Should H7N9 develop pandemic potential, novel strategies for improving the immunogenicity of vaccines for this unique low-immunogenicity strain of avian-origin influenza will be needed. Several approaches to improving the next generation of H7N9 or other IAV vaccines are reviewed here.

Introduction of cross-conserved T-cell epitopes

In 2009, we anticipated the importance of cross-conserved epitopes in the context of pandemic H1N1 influenza in a comprehensive analysis that was published shortly after the emergence of the new strain.15 There was considerable support for this hypothesis in published studies involving exposure or vaccination and heterotypic challenge in animal models.21,45-47 Thus, we argued, the reason for the unusual age distribution of H1N1 2009 cases was that older individuals might have established a cross-reactive cell-mediated immune response to novel H1N1 due to vaccination or exposure to previously-circulating influenza H1N1 (from strains circulating after the 1918 epidemic and again in 197748). While cross-reactive memory T-cell responses (in the absence of a cross-reactive humoral immune response) may not have provided complete protection against infection, it is possible that the severity of the illness was reduced, leading to a lower hospitalization rate and lower reports of H1N1 in this age group, as was observed in a case-control study from Mexico.49 Since then, we have carried this work further by confirming the predictions and developing novel vaccines that incorporate highly cross-strain-conserved CD4+ T-cell epitopes across a broad range of H1N1 influenza sequences.50-52 Similarly, H7N9 epitopes that are conserved in circulating seasonal influenza strains may contribute to recovery from infection. Serum IgG samples from H7N9-infected patients were shown to recognize H1 and H3 hemagglutinins,24 suggesting that a portion of their influenza memory CD4+ T-cell repertoire may cross-react with H7N9 sequences. Thus, introduction of T-cell epitopes that are highly cross-conserved (with other seasonal influenza A strains), or attaching an epitope string to HA, might boost the humoral immune response to H7-HA. We are currently engaged in the production of an epitope-boosted H7 protein.

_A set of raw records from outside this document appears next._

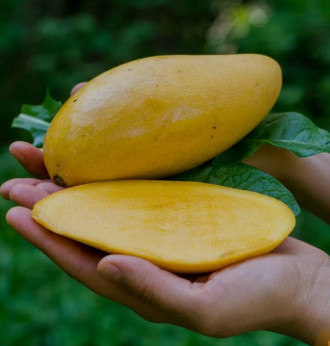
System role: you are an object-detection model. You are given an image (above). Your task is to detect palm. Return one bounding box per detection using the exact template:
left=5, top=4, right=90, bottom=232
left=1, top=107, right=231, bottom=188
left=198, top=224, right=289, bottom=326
left=1, top=143, right=327, bottom=336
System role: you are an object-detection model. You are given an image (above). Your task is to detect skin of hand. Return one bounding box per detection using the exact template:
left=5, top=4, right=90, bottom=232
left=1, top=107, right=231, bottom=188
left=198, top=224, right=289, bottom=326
left=0, top=84, right=330, bottom=344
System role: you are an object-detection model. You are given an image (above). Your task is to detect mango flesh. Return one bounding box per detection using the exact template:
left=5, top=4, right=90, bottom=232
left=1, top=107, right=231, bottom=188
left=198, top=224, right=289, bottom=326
left=32, top=180, right=295, bottom=273
left=44, top=54, right=282, bottom=186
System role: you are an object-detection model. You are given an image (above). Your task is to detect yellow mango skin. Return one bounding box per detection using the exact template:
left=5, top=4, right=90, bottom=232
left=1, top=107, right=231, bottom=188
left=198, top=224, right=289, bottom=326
left=44, top=54, right=282, bottom=186
left=32, top=180, right=295, bottom=273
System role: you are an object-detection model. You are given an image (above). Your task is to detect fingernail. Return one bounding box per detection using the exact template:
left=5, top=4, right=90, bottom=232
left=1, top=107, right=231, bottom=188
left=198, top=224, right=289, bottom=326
left=9, top=143, right=27, bottom=165
left=100, top=263, right=122, bottom=284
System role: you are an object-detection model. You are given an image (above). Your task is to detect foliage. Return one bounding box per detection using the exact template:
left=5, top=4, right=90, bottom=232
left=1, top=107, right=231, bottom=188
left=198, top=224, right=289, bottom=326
left=0, top=0, right=330, bottom=346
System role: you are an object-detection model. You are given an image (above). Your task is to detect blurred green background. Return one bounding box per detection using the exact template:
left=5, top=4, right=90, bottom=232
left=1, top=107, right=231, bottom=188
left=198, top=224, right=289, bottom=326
left=0, top=0, right=330, bottom=346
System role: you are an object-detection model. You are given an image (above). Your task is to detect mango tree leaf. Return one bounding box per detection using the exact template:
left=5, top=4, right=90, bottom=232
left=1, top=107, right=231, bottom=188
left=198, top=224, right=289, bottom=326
left=12, top=90, right=62, bottom=148
left=213, top=113, right=330, bottom=167
left=168, top=162, right=300, bottom=215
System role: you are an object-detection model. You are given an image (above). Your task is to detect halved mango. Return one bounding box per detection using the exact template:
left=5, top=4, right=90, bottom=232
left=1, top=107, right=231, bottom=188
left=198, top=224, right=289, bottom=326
left=44, top=54, right=282, bottom=186
left=32, top=180, right=295, bottom=273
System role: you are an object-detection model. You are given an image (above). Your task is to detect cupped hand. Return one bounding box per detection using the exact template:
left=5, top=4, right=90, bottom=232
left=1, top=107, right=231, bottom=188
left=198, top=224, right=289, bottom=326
left=0, top=85, right=330, bottom=343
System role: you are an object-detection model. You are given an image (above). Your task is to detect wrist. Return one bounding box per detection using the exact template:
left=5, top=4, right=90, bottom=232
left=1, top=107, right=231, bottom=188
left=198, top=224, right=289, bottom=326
left=279, top=259, right=330, bottom=346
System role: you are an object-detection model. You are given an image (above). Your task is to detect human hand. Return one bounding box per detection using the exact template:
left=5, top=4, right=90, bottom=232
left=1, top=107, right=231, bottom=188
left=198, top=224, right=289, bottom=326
left=1, top=82, right=330, bottom=342
left=2, top=181, right=330, bottom=343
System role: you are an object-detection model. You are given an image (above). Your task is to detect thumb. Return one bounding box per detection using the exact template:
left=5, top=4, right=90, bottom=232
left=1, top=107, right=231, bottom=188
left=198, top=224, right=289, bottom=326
left=98, top=255, right=193, bottom=313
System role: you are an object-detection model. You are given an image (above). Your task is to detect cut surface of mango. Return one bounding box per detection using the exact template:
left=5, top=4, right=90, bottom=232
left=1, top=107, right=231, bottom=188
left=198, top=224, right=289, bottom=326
left=32, top=180, right=295, bottom=273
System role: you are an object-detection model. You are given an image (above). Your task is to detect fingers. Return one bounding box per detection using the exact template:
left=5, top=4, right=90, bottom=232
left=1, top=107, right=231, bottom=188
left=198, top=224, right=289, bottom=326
left=7, top=207, right=164, bottom=322
left=0, top=178, right=42, bottom=199
left=272, top=237, right=329, bottom=264
left=98, top=255, right=202, bottom=325
left=71, top=82, right=87, bottom=95
left=9, top=184, right=49, bottom=209
left=9, top=142, right=49, bottom=179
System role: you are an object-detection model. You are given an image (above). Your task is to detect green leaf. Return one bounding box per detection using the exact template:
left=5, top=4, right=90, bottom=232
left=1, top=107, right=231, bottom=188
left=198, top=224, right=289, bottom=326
left=12, top=90, right=62, bottom=147
left=213, top=113, right=330, bottom=167
left=168, top=162, right=300, bottom=215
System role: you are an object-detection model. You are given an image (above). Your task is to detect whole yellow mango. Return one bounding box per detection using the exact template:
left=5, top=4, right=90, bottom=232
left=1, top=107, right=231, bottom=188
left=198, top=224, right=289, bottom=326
left=44, top=54, right=281, bottom=186
left=32, top=180, right=295, bottom=273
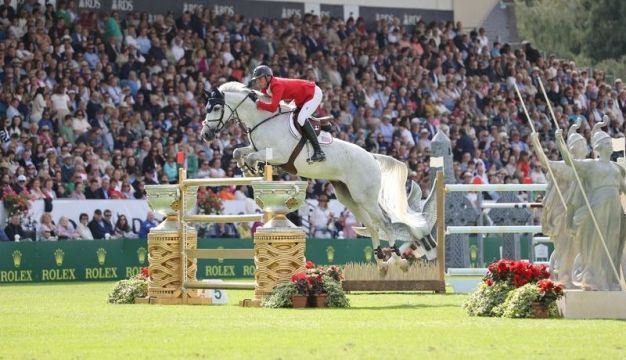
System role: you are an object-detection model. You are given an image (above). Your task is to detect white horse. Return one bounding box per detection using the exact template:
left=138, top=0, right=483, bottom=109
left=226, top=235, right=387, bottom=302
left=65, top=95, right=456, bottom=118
left=201, top=82, right=436, bottom=271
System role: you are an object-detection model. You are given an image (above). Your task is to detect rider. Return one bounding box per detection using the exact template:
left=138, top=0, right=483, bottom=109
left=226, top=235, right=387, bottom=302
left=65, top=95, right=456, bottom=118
left=252, top=65, right=326, bottom=161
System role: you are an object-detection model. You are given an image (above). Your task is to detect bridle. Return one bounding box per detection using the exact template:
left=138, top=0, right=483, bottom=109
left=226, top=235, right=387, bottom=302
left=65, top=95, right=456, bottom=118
left=203, top=89, right=295, bottom=151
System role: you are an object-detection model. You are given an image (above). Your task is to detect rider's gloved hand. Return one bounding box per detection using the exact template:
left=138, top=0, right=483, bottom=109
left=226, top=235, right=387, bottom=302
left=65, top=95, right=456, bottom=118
left=248, top=91, right=259, bottom=102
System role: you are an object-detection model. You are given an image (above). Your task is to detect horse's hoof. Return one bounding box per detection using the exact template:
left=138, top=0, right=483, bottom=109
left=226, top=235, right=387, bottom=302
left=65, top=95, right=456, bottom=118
left=374, top=245, right=385, bottom=260
left=378, top=262, right=389, bottom=276
left=399, top=259, right=410, bottom=272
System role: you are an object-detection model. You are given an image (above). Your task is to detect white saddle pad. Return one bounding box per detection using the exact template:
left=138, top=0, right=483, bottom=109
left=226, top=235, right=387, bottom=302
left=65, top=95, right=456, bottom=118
left=289, top=113, right=333, bottom=146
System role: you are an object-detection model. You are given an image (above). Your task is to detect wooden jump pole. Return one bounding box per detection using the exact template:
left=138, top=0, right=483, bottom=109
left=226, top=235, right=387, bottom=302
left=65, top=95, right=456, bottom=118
left=435, top=170, right=446, bottom=293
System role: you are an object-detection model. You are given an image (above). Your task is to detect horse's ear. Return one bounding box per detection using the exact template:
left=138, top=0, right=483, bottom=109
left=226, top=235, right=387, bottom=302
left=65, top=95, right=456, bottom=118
left=202, top=89, right=211, bottom=103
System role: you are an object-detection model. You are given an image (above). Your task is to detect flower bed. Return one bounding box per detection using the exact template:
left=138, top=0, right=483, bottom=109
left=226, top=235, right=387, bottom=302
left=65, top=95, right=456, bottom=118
left=263, top=261, right=350, bottom=308
left=463, top=260, right=563, bottom=318
left=108, top=267, right=150, bottom=304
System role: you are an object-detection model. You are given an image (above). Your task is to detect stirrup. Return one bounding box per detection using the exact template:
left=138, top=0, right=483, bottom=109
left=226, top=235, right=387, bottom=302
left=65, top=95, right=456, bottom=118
left=307, top=151, right=326, bottom=163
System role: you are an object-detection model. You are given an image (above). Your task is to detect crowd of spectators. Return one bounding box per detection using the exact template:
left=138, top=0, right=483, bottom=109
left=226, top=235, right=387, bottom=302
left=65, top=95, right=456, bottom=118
left=0, top=0, right=626, bottom=240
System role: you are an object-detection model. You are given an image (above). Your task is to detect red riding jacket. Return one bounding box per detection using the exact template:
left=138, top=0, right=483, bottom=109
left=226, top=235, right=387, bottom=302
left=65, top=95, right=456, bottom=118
left=257, top=77, right=315, bottom=112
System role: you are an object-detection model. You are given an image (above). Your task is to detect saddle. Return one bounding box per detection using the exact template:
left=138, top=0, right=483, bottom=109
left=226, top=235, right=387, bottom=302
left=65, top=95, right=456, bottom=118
left=279, top=109, right=333, bottom=175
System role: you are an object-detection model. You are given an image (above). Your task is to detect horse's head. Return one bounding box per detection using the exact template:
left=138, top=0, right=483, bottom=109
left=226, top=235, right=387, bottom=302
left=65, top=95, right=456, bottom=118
left=200, top=89, right=232, bottom=142
left=201, top=82, right=256, bottom=142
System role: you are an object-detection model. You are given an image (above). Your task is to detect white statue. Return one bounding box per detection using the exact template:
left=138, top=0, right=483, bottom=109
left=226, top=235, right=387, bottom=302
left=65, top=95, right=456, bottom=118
left=531, top=120, right=589, bottom=289
left=556, top=118, right=626, bottom=290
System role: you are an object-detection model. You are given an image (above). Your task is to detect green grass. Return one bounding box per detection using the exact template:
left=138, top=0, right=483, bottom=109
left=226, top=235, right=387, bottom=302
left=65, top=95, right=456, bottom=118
left=0, top=283, right=626, bottom=360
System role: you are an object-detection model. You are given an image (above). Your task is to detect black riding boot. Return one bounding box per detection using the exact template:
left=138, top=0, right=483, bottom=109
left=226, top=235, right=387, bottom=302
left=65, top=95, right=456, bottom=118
left=302, top=119, right=326, bottom=162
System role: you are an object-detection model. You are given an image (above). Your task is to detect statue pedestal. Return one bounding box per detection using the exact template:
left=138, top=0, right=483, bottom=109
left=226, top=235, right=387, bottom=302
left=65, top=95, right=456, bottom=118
left=557, top=290, right=626, bottom=319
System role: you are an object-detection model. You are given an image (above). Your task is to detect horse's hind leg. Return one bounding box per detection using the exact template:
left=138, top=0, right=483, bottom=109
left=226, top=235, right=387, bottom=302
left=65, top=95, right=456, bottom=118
left=331, top=181, right=387, bottom=272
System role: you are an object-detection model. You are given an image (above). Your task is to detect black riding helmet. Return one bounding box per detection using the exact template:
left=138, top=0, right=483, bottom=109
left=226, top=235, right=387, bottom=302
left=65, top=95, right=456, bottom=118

Reduction of T-cell epitopes that might lower immunogenicity

Before moving forward with vaccines containing highly cross-conserved T-cell epitopes, we have become interested in determining whether epitopes conserved with the human genome might also influence the immunogenicity of H7N9 HA. We recently published a description of the differential distribution of epitopes that are highly cross-conserved with the human genome among human viral pathogens. Not surprisingly, commensal viruses such as Herpes simplex virus 1 and 2, Epstein Barr virus, and Cytomegalovirus had more of these types of epitopes that are cross-conserved with the human genome, than human pathogens that are not commensal (Variola and Marburg viruses, for example14). Access to advanced computational TCR-modeling technology such as the JanusMatrix tool53 make it possible to screen for such potential cross-reactivities. In research that is in preparation for publication, we have identified human genome-conserved epitopes derived from H7N9 influenza that may diminish T-cell responsiveness and significantly influence the outcome of vaccination and infection. Shown in Figure 4 are similar HA protein epitopes derived from H1N1 and H7N9. In preliminary studies using PBMCs from H7N9-naïve donors, we found that (1) H7N9-unique epitopes generated limited immune responses in human IFNγ ELISpot assays; (2) H7N9 epitopes that were highly cross-conserved with other circulating strains generated strong T-cell responses, and (3) epitopes that are cross-conserved with the human genome and with other circulating strains generated diminished T-cell responses, by comparison (Rui Liu, unpublished). What is not yet known, and will be critical to define, is how these opposing T-cell responses are integrated in an individual’s protective immune response, as measured by the generation of effective neutralizing (HAI) and binding antibodies.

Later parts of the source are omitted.